The average number of extracellular vesicles (EVs) released by thyroid cell lines per 100 cells. Data are shown as means with standard deviations (±SEM). ***: p < 0.001.

Figure 4

Relative expression of tetraspanins (a–e); Caveolin-1 (f); Ezrin (g); Moesin (h); Radixin (i); and Alix (j) in thyroid cell lines. Data are reported as means with standard deviation (±SEM). *: p < 0.05; ** p < 0.01; ***: p < 0.001.

Figure 5

The effect of EVs derived from thyroid cancer cells on the expression of tetraspanins in NTHY cells. The expression of tetraspanins is shown in separate panels: CD9 (a); CD81 (b); CD82 (c); and CD151 (d). Each panel shows: the level of gene expression (qRT-PCR) (the graphs placed on the left side of the figure); the level of protein expression (WB) (the images placed in the middle); the representative images of ICC/IF analysis (the microscopic photographs shown on the right side of the figure). Line 1: NTHY alone; 2: CGTH; 3: FTC-133; 4: 8505c; 5: TPC-1, 6: BcPAP. Data are shown as means with standard deviation (±SEM). *: p < 0.05, ***: p < 0.001.

Figure 6

The number of cancer-derived 6 μm EVs correlates with the expression of tetraspanins.
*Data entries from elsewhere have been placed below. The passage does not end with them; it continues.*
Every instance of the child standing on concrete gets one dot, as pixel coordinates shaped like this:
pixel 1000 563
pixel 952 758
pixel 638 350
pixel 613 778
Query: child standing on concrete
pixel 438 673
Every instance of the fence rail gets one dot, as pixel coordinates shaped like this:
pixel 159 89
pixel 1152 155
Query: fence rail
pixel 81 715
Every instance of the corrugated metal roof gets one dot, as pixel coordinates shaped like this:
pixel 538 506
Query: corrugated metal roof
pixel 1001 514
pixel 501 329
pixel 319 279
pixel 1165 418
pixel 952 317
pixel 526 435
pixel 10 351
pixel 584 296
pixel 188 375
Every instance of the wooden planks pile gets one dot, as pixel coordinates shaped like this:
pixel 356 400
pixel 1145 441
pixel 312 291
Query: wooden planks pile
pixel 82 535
The plots show the Pearson correlation between the expression levels of CD63 (a); and CD81 (b) in NTHY cells (after incubation with cancer-derived EVs) and the percentage of 6-µm extracellular vesicles (EVs) released by thyroid cancer cells.

Figure 7

The effect of thyroid cancer-derived extracellular vesicles (EVs) on NTHY (normal thyroid) cell proliferation and viability. (a): cell proliferation results by BrdU assay; (b): cell viability results by MTS assay.

Figure 8

Internalization of thyroid cancer-derived extracellular vesicles (EVs) by monocytes. (a–c): a 3D model of internalized EVs visualized by confocal microscopy (Zen software—ZEISS). Actin has been stained with Phalloidin-FITC (green), EV Caveoiln-1 with AF 594 (red), and nucleic DNA with DAPI (blue). (a,b): a monocyte with internalized EV in two different positions; (c): a monocyte with internalized EV without a channel for nucleus. (d): numbers of monocytes with absorbed EVs, released by different thyroid cell lines.

Figure 9

The effect of thyroid-derived EVs on angiogenesis. Upper panel: microscopic analysis of tube formation assay after 5 h: HUVEC cells incubated with: (a)—EVs from NTHY; (b)—EVs from CGTH; (c)—EVs from FTC-133; (d)—EVs from 8505c; (e)—EVs from TPC-1; (f)—EVs from BcPAP; Lower panel: (g)—total branching length (Data are reported as mean ± SEM, **: p < 0.01, ***: p < 0.001).

Figure 10

Pearson correlation between the percentage of 6-µm extracellular vesicles (EVs) released by cells and their pro-angiogenic potential.